About the course


What about this course? This is the second offering of this special topics course. Randomized algorithms are worth studying by themselves: they involve different analysis techniques, tend to promote a different view of the world, and are generally much simpler to design than conventional (deterministic) algorithms. Indeed, you should take this course to see how amazingly effective randomization can be in simplifying your work: no fancy data structures, no complex algorithms here, but very simple, sometimes even simplistic ideas that actually work. (Proving that they work through an analysis is often the challenging part of the problem.)

What is a randomized algorithm? In brief, it is an algorithm that uses an internal random number generator to help it make decisions. In a way, the algorithm uses coin tosses instead of solving difficult problems. The technique greatly simplifies algorithm design, produces algorithms that are easy to implement with low overhead, and has the added advantage of making these algorithms data-insensitive, in the sense that their behavior depends more on the internal sequence of random values than on the external sequence of input values, so that these algorithms cannot consistently be fooled or made to display poor behavior.

A simple example is a trivial modification to the well-known quicksort algorithm; as you know, standard quicksort is highly data-sensitive -- it can take quadratic time on certain data inputs, although it generally runs very fast. The problem lies in choosing a good threshold value for the partitioning phase -- ideally, it should be the median. The standard solution in practice has been to pick a small sample of values (typically just three) and use the median of these values, hoping that it is close to the overall median. The paper-and-pencil, asymptotic solution is to run the linear-time median-finding algorithm to find the true median and use it (utterly impractical). The randomized solution is to pick one list element at random to be the partitioning element. The result is that we can prove that, on any data input whatsoever, the randomized version will terminate in n log n steps with very high probability.

This strategy (when the choice is crucial, yet hard, choose at random) is surprisingly effective. The resulting algorithms have all the hard work taken out, almost no overhead, and do great in practice.

Am I prepared to take this course? You need to have had a standard undergraduate algorithms course (equivalent to our CS 461).

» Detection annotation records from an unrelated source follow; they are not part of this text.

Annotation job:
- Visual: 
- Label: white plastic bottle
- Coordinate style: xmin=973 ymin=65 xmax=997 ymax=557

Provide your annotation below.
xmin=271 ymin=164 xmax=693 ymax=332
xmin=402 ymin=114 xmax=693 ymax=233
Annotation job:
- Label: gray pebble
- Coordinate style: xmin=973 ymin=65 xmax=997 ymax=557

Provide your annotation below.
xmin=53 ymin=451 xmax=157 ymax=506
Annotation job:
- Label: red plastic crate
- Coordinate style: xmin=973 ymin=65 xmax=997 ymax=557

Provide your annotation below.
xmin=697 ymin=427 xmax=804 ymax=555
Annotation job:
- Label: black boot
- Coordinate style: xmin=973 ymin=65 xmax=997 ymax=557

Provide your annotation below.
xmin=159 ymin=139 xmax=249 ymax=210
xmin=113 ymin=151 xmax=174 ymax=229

It helps to have had reasonable exposure to discrete probability, although all of the required math will be introduced in the course. Your appreciation of the benefits of randomization will be directly proportional to the number of advanced algorithms courses you have taken, since we will cover algorithms in graphs, geometry, numerical computing, string matching and computational biology, and other areas.

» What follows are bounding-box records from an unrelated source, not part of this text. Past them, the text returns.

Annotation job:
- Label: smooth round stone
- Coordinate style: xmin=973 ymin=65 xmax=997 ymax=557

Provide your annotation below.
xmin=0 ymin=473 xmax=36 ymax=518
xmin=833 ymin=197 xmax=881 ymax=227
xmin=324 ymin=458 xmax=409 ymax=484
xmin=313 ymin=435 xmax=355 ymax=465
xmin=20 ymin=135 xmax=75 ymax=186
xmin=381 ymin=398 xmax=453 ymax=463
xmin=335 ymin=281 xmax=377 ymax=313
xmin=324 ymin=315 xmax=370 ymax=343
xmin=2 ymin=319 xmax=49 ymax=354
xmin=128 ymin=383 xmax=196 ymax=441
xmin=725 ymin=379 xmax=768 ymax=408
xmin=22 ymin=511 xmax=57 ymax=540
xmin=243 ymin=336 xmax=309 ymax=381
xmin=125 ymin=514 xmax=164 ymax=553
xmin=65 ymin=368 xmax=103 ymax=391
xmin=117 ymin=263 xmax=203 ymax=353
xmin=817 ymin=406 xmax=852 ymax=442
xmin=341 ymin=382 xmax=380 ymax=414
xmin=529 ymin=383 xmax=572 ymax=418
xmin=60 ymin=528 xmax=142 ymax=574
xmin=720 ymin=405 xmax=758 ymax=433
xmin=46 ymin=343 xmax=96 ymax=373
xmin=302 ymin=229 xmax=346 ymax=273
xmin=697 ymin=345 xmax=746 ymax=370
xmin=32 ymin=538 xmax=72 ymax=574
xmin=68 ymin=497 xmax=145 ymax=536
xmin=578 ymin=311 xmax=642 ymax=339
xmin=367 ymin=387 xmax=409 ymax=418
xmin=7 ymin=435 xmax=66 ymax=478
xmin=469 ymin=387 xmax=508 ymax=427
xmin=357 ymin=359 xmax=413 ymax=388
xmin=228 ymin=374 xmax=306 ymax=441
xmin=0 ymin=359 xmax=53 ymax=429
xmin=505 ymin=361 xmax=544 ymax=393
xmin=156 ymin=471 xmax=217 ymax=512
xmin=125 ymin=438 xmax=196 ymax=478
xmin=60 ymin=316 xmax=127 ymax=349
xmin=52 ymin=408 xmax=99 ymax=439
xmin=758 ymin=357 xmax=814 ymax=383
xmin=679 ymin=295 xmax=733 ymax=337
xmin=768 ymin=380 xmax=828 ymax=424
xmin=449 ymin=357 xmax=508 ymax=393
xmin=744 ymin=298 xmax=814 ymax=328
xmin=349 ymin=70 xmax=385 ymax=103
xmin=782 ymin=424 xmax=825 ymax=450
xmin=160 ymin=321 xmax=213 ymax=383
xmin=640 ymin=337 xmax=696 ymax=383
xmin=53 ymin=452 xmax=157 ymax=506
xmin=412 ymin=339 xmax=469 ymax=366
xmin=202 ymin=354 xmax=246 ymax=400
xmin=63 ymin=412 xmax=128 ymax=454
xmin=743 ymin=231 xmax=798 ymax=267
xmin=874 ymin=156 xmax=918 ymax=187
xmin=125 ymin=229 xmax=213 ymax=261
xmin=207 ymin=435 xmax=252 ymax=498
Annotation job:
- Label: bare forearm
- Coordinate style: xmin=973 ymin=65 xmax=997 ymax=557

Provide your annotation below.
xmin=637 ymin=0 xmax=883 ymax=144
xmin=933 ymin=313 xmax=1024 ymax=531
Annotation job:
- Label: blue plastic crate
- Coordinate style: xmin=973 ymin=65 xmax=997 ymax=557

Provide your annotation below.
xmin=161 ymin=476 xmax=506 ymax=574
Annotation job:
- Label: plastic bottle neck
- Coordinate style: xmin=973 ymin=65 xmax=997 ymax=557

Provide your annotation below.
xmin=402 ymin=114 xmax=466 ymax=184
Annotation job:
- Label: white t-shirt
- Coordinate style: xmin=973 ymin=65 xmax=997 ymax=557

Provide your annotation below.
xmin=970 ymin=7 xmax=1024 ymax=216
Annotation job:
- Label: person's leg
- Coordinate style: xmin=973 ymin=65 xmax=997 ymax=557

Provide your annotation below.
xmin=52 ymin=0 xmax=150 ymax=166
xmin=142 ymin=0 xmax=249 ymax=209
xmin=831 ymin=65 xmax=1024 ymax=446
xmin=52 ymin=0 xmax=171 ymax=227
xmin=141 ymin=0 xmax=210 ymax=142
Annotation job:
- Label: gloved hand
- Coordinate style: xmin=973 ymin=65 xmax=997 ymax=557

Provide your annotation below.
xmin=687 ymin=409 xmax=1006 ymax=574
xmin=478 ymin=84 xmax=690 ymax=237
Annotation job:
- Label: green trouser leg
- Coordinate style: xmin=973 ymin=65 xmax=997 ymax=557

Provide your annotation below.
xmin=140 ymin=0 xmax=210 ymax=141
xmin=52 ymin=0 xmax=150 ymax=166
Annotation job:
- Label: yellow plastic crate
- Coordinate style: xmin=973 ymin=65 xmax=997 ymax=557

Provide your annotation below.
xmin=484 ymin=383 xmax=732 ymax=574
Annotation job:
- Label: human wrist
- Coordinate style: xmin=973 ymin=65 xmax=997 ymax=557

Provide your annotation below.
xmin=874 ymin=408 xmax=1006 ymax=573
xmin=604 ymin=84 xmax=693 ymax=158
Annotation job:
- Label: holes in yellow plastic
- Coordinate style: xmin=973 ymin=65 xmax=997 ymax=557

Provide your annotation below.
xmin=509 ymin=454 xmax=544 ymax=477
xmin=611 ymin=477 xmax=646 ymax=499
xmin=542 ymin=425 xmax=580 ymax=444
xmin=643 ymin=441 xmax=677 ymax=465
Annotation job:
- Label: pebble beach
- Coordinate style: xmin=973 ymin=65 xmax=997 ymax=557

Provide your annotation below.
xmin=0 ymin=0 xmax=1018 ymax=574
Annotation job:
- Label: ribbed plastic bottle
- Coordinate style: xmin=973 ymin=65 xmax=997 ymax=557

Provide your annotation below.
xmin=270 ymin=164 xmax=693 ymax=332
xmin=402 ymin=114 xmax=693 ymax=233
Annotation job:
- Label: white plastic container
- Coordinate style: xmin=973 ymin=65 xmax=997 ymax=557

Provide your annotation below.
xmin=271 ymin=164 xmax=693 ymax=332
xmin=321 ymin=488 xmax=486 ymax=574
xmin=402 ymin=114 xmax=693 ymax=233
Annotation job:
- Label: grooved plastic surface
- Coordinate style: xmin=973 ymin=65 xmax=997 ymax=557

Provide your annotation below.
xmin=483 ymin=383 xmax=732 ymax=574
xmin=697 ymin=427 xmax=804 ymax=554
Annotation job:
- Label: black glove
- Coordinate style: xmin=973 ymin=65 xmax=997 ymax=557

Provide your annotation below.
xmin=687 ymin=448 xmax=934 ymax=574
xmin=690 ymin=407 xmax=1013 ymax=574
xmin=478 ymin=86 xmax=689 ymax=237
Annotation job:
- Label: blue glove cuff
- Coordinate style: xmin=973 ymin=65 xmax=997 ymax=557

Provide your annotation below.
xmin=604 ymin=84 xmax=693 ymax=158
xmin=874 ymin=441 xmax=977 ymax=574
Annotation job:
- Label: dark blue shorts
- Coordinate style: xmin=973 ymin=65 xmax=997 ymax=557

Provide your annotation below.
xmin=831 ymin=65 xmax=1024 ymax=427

How will the course be run? This is a fairly traditional, lecture-oriented class. No programming required, although I would encourage everyone (not just in the course!) to test their random number generators -- it can be quite a learning experience! I never give in-class tests in graduate courses. In most of them, I don't even really give tests, but rather a collection of graded homework assignments. With around 8 assignments per semester, I have no problem if you need to drop one or two of them for health-, work-, or family-related reasons. Since you have 7-10 days to complete each assignment, you can turn each into a learning experience; I grade each of your assignments and put on the Web a detailed solution sheet.

The goal is to become comfortable with the notion of randomization, perhaps the single most important development in computing over the last 15-20 years. (I am not exaggerating: for instance, we would not have RSA encryption without randomized algorithms; we would not have reasonably efficient Internet routing; we could not do any data mining; we would still have to back up systems by dumping the entire contents of the disks over the network; etc.) That takes exposure and practice. I expect you to be able to design or rederive fairly simple randomized algorithms by the end of the semester and to be able to understand, analyze, and appreciate more complex ones. Incidentally, the tail estimates that form the principal analysis tool for randomized algorithms find uses almost everywhere -- any form of statistical analysis can be improved by using them.